Popular destinations in the Eastern Cape
The Eastern Cape’s Addo Elephant Park is home to the Big 7 (the Big 5 and the southern right whale and great white shark) and one of the highest densities of elephants on the planet. Yet, most of the region, which extends all the way from the Zuurberg Mountains to the mouth of the Sundays River, lies untouched. Visitors are sure to be enthralled by this incredibly diverse Karoo landscape of succulents and shrubs, rolling plains, and subtropical forest brimming with a wild variety of fauna.
The Great Fish River is flanked by the illustrious Kwandwe Game Reserve. Under an hour away from the university town of Grahamstown, the breeze from the nearby Indian Ocean has turned Kwandwe’s south-facing slopes into fierce thickets of Euphorbia trees. In contrast, it’s north-facing slopes are blanketed in bushveld. The blue crane, South Africa’s national bird, along with all of the Big 5 find sanctuary here.

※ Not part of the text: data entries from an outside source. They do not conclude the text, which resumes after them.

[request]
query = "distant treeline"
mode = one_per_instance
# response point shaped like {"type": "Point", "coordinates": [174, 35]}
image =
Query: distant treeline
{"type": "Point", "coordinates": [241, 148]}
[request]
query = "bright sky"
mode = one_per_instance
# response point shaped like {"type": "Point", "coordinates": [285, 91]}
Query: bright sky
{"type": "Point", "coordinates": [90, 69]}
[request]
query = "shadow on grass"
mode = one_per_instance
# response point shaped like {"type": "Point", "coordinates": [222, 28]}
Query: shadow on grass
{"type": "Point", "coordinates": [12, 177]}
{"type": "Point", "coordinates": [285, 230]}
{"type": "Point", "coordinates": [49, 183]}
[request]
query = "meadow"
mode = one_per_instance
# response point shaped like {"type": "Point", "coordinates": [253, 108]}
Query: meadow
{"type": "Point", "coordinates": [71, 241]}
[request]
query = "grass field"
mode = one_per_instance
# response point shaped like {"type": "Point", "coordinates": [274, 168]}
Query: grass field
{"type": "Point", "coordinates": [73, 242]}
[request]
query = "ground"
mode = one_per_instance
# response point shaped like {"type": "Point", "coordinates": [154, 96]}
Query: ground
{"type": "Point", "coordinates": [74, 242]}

Shamwari Game Reserve allows visitors to indulge their penchant for wildlife thanks to close encounters with the Big 5, a variety of antelope, and a profusion of birdlife such as the white-fronted bee-eater. With five ecosystems, it is no wonder the reserve boasts such a stunning variety of fauna and flora. See, feel and smell the wild allure of South Africa with guided walks, following in the tracks of the elusive leopard and stout buffalo. ‘Shamwari’ means ‘friend’ in the Shona language and true to its name, this reserve creates a warm, welcoming and hospitable ambience for man and animal alike.

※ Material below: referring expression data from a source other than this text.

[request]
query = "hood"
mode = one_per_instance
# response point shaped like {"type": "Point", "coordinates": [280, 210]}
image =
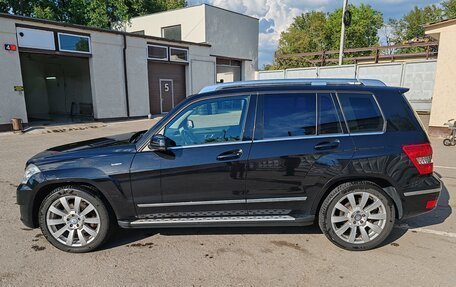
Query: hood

Just north of Port Elizabeth and on the doorstep of the Addo Elephant Park, visitors will find Amakhala Game Reserve. Patches of forest, robust Nama Karoo, dense thickets of valley, thorn-tree terrain, and sweeping grassland cover the area. The vegetation here is almost as compelling as the reserve’s wildlife inhabitants.

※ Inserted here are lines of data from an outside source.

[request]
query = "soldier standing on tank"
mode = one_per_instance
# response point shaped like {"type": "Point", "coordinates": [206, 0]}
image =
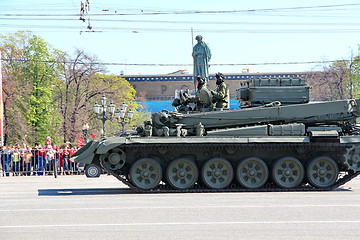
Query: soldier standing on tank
{"type": "Point", "coordinates": [221, 93]}
{"type": "Point", "coordinates": [203, 97]}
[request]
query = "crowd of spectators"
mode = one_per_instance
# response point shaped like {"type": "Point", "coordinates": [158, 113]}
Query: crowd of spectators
{"type": "Point", "coordinates": [37, 160]}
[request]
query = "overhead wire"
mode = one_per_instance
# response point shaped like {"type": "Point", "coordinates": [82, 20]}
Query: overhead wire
{"type": "Point", "coordinates": [174, 64]}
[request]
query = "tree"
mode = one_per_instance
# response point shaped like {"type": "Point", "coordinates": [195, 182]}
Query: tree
{"type": "Point", "coordinates": [84, 82]}
{"type": "Point", "coordinates": [30, 69]}
{"type": "Point", "coordinates": [332, 83]}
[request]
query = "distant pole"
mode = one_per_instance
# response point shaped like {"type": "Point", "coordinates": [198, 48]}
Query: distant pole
{"type": "Point", "coordinates": [1, 109]}
{"type": "Point", "coordinates": [192, 45]}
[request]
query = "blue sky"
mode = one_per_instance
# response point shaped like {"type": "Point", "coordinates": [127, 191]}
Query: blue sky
{"type": "Point", "coordinates": [241, 34]}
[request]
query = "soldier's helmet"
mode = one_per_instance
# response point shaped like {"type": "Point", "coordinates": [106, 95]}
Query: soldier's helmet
{"type": "Point", "coordinates": [219, 78]}
{"type": "Point", "coordinates": [200, 80]}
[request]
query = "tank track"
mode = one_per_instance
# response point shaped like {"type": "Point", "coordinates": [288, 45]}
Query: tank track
{"type": "Point", "coordinates": [268, 187]}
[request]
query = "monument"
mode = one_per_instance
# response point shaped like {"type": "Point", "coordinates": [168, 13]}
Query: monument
{"type": "Point", "coordinates": [201, 54]}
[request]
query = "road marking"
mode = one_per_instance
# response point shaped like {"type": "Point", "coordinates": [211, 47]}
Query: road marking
{"type": "Point", "coordinates": [172, 224]}
{"type": "Point", "coordinates": [175, 207]}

In the upper reaches of the Kariega Game Reserve, looking down at the hills and winding rivers below rests Kariega Game Reserve. Located along the picturesque Garden Route, the 10,000ha reserve stretches over wondrous African wilderness and is home to an abundance of wildlife. Visitors are treated to vistas of forest and savannah grassland, all in a malaria-free area a mere 10-minute drive from the coast.
7,500 hectares of riverine forest, acacia woodland, fynbos, and valley merge together to form the exquisite Lalibela Game Reserve. With five of the Eastern Cape’s seven biomes, Lalibela is able to sustain a wide variety of plant, animal, and bird life. Predator and prey roam freely proffering thrilling game-viewing opportunities when the two collide.
Lying in a particularly extraordinary setting comprised of sweeping grasslands and knots of forest, the Pumba Game Reserve is ironically not known for its warthogs (as Lion King fans will be sad to find out) - although they can often be seen with their snout to the ground, eagerly searching for roots, or trotting perkily amid the grassland, tails standing to attention. Instead, visitors flock to Pumba to see the rare white lion.
A natural extension of the beautiful Garden Route, the Sibuya Game Reserve is solely accessible by boat through the wide Kariega River. The journey starts at the river’s estuary where sightings of dolphins, whales, and turtles fade as the boat slowly meanders upriver. While the river’s waters are calm and quiet, stretching out towards the flat horizon, its banks most certainly are not. Bontebok and rare Oribi graze peacefully, only briefly lifting their heads to gaze at passers-by. African fish eagles soar above while otters paddle to their burrows.